1969, en el sur de Marruecos. Pleno desierto. Una pequeña cabaña con luz eléctrica y un café con televisión. Armstrong acaba de pisar la Luna. Yo me acerco al hombre que sirve el café. Por la tele se ven los saltitos de los astronautas. Yo se lo comento al hombre: “¡Es fantástico, la gente está en la Luna!” Mueve la cabeza y dice que no. “¡Cómo que no!”, le digo y casi le obligo a salir fuera, y mirar al cielo, donde brilla la Luna. “¡Están ahí!”, le digo, señalando indistintamente la Luna y la televisión. El hombre se ríe, me mira y me dice: “¡Qué va: es sólo televisión!” En cierto modo está bien fiarse de las experiencias personales.

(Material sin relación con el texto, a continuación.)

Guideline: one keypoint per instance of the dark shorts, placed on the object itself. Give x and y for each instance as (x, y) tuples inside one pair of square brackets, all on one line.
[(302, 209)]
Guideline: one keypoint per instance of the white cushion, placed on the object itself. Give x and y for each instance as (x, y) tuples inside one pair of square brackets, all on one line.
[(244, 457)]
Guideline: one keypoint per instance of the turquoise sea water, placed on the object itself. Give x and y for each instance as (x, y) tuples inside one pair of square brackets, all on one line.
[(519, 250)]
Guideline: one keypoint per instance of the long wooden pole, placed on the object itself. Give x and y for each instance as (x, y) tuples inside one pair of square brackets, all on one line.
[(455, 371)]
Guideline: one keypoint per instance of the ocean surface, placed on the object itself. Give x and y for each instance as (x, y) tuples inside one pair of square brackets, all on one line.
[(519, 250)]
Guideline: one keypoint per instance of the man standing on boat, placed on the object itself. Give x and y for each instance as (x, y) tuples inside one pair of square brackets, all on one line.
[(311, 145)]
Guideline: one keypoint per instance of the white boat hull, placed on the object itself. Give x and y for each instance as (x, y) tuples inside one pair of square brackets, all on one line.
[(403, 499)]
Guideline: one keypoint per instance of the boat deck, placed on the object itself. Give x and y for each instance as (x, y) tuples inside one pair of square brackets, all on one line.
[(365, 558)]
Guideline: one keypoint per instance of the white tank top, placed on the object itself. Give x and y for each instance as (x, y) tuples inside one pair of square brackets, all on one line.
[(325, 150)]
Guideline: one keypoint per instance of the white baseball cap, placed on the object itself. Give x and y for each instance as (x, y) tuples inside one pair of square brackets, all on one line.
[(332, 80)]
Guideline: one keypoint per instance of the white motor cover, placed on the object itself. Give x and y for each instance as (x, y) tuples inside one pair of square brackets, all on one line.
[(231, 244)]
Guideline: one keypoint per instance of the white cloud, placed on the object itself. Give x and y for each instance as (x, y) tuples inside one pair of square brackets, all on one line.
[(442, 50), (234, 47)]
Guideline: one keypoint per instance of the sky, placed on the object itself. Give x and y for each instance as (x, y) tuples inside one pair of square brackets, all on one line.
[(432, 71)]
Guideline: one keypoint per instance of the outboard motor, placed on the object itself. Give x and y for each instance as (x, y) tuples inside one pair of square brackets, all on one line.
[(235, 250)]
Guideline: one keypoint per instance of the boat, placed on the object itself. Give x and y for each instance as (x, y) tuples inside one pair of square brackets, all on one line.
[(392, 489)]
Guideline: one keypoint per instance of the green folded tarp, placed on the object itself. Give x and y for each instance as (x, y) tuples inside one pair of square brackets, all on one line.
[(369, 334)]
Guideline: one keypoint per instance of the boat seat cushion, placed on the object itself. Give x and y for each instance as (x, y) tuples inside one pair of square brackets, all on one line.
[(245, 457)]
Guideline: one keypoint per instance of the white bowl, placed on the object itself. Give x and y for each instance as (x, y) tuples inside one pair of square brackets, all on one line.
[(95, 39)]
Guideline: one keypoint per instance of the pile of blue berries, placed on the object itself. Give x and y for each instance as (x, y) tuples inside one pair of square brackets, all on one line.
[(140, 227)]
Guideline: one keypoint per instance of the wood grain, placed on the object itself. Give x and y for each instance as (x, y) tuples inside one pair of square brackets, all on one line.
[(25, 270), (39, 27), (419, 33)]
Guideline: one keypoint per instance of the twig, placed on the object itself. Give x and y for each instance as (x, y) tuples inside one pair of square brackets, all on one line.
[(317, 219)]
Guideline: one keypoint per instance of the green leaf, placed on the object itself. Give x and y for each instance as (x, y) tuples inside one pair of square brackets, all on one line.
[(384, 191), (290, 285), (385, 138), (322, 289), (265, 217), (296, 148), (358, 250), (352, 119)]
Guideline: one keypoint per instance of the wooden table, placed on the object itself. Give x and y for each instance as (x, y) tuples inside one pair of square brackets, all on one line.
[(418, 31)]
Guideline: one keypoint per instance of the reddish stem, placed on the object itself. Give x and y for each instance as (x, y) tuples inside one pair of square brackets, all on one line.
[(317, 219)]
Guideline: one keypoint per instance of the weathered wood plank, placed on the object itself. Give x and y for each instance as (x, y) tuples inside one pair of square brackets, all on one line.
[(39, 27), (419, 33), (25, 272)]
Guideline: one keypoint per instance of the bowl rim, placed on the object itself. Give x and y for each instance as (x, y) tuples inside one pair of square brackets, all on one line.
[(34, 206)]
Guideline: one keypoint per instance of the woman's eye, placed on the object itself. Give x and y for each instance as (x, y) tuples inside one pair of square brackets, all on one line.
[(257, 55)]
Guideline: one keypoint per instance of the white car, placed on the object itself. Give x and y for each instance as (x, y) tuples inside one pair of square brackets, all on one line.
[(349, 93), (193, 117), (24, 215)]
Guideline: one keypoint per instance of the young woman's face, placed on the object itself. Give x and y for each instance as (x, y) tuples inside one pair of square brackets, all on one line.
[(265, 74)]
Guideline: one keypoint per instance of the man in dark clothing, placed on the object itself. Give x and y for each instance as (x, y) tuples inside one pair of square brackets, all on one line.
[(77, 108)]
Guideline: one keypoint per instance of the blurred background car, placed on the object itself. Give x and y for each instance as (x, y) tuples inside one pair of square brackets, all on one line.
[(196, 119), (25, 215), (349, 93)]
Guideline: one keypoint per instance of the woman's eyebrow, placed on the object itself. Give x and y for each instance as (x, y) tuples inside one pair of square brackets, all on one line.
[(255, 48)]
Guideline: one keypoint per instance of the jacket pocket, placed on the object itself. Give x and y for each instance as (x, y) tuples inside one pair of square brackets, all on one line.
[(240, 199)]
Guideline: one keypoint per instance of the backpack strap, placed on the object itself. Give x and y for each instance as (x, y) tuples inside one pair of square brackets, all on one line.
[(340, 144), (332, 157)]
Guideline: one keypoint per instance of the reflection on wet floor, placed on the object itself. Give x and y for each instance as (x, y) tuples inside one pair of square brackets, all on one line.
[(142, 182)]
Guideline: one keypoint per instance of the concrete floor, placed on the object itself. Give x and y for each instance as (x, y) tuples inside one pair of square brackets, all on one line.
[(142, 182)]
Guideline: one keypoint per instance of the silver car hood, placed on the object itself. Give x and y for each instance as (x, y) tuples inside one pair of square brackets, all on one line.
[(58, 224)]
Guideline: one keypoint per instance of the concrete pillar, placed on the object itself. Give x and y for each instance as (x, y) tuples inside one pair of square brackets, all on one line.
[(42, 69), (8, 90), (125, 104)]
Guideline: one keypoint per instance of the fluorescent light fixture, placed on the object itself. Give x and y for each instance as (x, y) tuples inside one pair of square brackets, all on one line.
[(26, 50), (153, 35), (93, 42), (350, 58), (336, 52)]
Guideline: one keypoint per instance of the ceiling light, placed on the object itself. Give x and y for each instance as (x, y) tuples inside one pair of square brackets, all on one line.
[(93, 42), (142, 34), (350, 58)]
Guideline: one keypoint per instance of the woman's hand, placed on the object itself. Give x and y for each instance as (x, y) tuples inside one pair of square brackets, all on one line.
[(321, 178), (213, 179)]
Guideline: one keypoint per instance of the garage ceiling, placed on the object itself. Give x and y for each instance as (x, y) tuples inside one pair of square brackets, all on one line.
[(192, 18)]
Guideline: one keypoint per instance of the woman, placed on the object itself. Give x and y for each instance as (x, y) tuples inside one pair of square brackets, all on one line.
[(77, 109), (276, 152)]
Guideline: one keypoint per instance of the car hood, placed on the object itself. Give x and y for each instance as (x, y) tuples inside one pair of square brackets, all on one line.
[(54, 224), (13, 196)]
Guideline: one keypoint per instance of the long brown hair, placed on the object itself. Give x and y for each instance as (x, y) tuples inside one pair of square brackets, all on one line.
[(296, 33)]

Al final del libro dice usted que la guerra es inefable.
Sí, me acuerdo.

Es desmoralizador.
¿Por qué?

Es desmoralizador que el arte no sirva en los momentos gigantescos.
No es cero o cien. No se trata de que no sirva. Se trata de que cualquiera que haya visto la guerra sabe que su representación poco tiene que ver con ella. Sí, está Tolstoi, está Goya. Pero no estaban allí. El ruido, por ejemplo, el ruido de la guerra. Si no ha estado no puede imaginárselo. Como un concierto de rock en el que usted estuviera con la oreja pegada al altavoz y multiplicado ese ruido por cinco. ¿Donde está ese ruido? ¿En qué cine? ¿En qué sala de concierto? ¿En qué teatro? El arte sólo es un gesto en la dirección de esas experiencias. Un gesto solo, aunque imprescindible.